Re: [PATCH v4 26/30] KVM: x86: Don't treat interrupts as allowed just because a nested run is pending

From: Yosry Ahmed

Date: Mon Jun 15 2026 - 12:43:23 EST


On Fri, Jun 12, 2026 at 5:04 PM Sean Christopherson <seanjc@xxxxxxxxxx> wrote:
>
> When querying whether or not interrupts (IRQs) are allowed, check for a
> pending nested run _after_ checking whether or not interrupts are blocked.
> If L1 is running L2 _without_ nested_exit_on_intr(), i.e. if L1 IRQs can
> be blocked while running L2, and interrupts will indeed be blocked once the
> nested VM-Enter to L2 is completed, then KVM should treat interrupts as not
> being allowed.
>
> For injection, this avoids an unnecessary (forced) VM-Exit, as KVM can
> immediately request an IRQ window, instead of forcing an exit and _then_
> requesting an IRQ window (because after the forced exit, KVM will see that
> interrupts are blocked).
>
> For non-injection usage, only kvm_vcpu_ready_for_interrupt_injection() is
> affected in practice. kvm_vcpu_has_events() is unreachable when a nested
> run is pending, as KVM clears nested_run_pending prior to calling
> kvm_emulate_halt_noskip() when putting L2 into HLT via GUEST_ACTIVITY_HLT,
> and SVM has no equivalent to GUEST_ACTIVITY_STATE. I.e. the vCPU will
> always be runnable if a nested run is pending, and thus
> kvm_arch_vcpu_runnable() => kvm_vcpu_has_events() is effectively dead code,
> as is __kvm_emulate_halt() => kvm_vcpu_has_events(). Oh, and TDX doesn't
> support nested VMX. Similarly, kvm_can_do_async_pf() is unreachable as
> KVM shouldn't be faulting in memory with a pending nested VM-Enter.
>
> As for kvm_vcpu_ready_for_interrupt_injection(), incorrectly treating
> interrupts as being allowed could result in KVM prematurely exiting to
> userspace to accept an ExtINT.

"incorrectly treating interrupts as being allowed" is the status quo,
that this patch fixes, not sth this patch introduces -- right?

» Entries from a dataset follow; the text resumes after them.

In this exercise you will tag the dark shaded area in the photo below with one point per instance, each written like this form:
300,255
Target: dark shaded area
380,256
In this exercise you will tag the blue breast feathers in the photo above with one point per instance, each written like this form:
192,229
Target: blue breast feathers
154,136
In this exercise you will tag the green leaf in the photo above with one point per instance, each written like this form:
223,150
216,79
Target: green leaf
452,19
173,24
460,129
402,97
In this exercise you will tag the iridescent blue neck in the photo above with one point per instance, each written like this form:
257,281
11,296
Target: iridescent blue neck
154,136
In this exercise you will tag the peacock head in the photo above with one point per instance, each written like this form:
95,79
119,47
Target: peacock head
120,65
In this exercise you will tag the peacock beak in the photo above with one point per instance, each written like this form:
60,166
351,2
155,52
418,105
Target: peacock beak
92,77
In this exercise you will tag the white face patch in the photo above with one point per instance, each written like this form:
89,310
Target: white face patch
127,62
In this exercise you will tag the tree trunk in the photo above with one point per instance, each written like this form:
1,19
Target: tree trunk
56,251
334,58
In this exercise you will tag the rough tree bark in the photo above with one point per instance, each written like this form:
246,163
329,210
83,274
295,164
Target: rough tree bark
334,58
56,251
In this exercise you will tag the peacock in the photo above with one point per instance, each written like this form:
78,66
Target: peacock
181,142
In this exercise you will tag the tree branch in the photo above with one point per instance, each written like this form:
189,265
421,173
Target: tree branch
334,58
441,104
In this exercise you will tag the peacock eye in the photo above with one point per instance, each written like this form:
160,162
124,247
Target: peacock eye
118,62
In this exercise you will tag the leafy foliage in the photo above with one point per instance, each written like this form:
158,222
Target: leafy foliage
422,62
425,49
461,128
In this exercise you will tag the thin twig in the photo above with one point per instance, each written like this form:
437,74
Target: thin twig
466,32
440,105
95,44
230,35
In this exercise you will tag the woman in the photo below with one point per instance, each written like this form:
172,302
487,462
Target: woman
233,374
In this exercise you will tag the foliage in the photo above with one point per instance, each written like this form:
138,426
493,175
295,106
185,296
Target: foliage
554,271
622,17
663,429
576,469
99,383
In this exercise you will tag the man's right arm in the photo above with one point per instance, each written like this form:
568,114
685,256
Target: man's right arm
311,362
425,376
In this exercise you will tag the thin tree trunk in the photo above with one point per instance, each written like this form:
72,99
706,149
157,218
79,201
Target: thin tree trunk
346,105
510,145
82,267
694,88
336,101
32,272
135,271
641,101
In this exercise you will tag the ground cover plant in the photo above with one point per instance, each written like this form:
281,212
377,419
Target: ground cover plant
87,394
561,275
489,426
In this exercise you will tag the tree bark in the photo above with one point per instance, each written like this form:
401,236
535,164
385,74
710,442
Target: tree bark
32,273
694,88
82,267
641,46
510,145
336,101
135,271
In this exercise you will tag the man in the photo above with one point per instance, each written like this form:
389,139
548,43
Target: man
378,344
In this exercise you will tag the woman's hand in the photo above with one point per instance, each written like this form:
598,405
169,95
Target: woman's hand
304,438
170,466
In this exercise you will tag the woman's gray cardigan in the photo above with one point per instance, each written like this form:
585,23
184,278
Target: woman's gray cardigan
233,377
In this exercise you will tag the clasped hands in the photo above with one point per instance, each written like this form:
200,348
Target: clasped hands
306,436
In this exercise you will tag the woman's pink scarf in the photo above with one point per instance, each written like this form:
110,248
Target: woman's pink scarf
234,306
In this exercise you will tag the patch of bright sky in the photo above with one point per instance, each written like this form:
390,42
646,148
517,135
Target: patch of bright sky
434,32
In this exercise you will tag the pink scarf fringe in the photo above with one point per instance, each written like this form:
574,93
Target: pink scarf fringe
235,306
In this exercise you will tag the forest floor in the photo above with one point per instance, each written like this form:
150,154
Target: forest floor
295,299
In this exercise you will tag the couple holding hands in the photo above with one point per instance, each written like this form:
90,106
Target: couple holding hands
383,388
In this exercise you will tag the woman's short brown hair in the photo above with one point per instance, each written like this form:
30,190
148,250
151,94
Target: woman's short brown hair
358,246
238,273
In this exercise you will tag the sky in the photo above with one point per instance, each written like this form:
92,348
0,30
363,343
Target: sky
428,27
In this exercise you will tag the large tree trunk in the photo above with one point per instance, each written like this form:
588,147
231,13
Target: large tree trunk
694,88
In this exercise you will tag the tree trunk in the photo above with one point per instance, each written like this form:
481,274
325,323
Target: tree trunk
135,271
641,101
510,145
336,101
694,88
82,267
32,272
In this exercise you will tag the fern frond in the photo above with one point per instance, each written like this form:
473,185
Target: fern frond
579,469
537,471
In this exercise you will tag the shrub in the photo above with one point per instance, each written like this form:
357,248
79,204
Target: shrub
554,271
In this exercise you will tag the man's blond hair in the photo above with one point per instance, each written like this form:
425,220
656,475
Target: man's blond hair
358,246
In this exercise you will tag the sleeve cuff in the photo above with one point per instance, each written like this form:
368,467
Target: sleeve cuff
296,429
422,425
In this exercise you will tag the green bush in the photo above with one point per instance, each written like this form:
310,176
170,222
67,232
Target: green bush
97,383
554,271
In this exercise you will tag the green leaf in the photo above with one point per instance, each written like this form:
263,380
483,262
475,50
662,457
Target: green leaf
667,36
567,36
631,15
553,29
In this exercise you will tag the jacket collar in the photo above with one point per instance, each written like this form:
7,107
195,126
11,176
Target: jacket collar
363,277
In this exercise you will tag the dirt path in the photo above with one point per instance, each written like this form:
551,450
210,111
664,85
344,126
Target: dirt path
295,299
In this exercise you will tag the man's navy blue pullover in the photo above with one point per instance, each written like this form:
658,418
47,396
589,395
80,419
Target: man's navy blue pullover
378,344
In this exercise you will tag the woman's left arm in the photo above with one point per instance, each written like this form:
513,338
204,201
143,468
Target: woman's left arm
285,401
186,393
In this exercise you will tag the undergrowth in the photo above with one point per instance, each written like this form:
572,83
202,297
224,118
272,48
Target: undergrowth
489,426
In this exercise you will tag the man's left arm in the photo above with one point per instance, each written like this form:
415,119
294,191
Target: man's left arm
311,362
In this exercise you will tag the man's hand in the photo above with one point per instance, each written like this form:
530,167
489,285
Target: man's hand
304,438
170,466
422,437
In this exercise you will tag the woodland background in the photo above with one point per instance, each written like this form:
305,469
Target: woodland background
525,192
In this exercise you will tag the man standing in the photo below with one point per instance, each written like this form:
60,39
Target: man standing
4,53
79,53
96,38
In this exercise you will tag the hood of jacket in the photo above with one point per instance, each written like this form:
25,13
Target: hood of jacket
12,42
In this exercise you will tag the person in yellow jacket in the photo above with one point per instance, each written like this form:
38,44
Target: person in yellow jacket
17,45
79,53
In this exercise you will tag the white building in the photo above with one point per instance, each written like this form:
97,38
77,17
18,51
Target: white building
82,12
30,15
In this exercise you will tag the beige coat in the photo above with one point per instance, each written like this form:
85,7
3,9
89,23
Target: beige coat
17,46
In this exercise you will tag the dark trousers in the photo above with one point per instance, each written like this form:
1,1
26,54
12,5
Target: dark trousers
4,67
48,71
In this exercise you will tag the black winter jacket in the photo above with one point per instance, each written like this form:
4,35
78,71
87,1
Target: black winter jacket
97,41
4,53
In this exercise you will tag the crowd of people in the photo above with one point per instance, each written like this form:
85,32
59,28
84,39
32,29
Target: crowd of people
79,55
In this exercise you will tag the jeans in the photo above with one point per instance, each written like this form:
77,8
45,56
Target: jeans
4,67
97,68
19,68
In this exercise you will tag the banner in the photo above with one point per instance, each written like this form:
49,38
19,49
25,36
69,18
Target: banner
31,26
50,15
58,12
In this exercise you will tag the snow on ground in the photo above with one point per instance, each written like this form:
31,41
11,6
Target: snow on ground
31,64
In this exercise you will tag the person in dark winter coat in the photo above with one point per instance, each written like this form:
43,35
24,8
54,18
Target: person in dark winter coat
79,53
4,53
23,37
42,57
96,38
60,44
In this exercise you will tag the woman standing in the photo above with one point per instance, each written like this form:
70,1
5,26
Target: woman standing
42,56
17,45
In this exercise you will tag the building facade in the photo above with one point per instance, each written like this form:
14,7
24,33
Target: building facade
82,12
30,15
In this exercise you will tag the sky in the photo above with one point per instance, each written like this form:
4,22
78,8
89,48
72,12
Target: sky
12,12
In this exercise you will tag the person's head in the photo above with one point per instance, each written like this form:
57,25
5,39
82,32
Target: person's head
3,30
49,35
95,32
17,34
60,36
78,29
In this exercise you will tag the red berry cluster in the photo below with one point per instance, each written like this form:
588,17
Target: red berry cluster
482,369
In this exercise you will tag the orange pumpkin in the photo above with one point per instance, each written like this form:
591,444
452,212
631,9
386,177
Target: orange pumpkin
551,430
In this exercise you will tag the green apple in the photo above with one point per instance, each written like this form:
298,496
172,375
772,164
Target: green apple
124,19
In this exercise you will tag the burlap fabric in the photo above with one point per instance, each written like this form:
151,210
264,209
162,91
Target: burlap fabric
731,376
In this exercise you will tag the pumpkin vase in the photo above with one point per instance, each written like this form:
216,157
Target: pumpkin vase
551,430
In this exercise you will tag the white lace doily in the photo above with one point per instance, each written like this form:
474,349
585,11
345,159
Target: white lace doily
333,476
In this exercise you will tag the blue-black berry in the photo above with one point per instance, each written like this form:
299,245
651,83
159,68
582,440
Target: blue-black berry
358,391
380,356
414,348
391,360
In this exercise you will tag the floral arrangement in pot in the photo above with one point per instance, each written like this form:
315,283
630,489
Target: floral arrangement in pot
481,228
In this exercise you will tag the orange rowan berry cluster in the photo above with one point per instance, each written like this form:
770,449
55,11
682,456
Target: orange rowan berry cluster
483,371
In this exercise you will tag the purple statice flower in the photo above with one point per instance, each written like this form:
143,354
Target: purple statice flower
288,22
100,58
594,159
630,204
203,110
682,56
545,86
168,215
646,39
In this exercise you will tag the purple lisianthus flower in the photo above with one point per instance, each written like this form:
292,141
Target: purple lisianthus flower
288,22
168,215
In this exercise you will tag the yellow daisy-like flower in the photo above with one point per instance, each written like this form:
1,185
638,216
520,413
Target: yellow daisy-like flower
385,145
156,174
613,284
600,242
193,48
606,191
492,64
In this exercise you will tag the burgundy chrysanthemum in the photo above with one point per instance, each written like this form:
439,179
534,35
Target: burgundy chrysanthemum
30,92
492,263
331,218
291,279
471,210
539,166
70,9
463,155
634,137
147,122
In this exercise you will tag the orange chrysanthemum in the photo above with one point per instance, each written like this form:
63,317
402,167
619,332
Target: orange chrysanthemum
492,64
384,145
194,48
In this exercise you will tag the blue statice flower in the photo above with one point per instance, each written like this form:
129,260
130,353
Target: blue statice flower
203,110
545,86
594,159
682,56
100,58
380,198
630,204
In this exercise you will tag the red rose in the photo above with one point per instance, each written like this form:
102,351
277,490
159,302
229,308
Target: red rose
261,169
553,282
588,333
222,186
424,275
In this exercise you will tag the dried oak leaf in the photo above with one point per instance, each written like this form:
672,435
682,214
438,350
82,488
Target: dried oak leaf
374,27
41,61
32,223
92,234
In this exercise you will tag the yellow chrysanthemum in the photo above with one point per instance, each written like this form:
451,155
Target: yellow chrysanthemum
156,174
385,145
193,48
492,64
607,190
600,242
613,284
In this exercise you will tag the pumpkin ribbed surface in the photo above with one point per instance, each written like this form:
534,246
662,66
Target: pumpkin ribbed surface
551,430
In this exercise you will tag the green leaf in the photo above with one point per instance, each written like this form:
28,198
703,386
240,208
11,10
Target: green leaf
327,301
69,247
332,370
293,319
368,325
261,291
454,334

The changelog reads like for the non-injection case this change might
not be the right thing to do, but I don't think this is the case? I
assume returning false from
kvm_vcpu_ready_for_interrupt_injection() and kvm_vcpu_has_events() if
L1's interrupts are blocked while L2 is running is the right thing to
do?

The code makes sense to me but I am trying to make sense of the changelog.

Aside from that, I have two comments about existing issues (Sashiko-style):

1. The return values of {vmx/svm}_interrupt_allowed() are annoying.
IIUC, 0 is not allowed, 1 is allowed, and -EBUSY is generally allowed
but not right now, request immediate exit and try again? That should
be documented somewhere (maybe I just missed it?).

2. Aside from TDX, seems like {vmx/svm}_interrupt_allowed() are doing
the same thing? So maybe move all that logic into
kvm_arch_interrupt_allowed(), rename it (because it's only used by
x86), and make interrupt_blocked() the actual per-vendor callback? I
assume this is the case because nested_run_pending used to be
per-vendor, but now we can clean this up. For TDX, I assume the
per-vendor hook can just be tdx_interrupt_allowed() reversed?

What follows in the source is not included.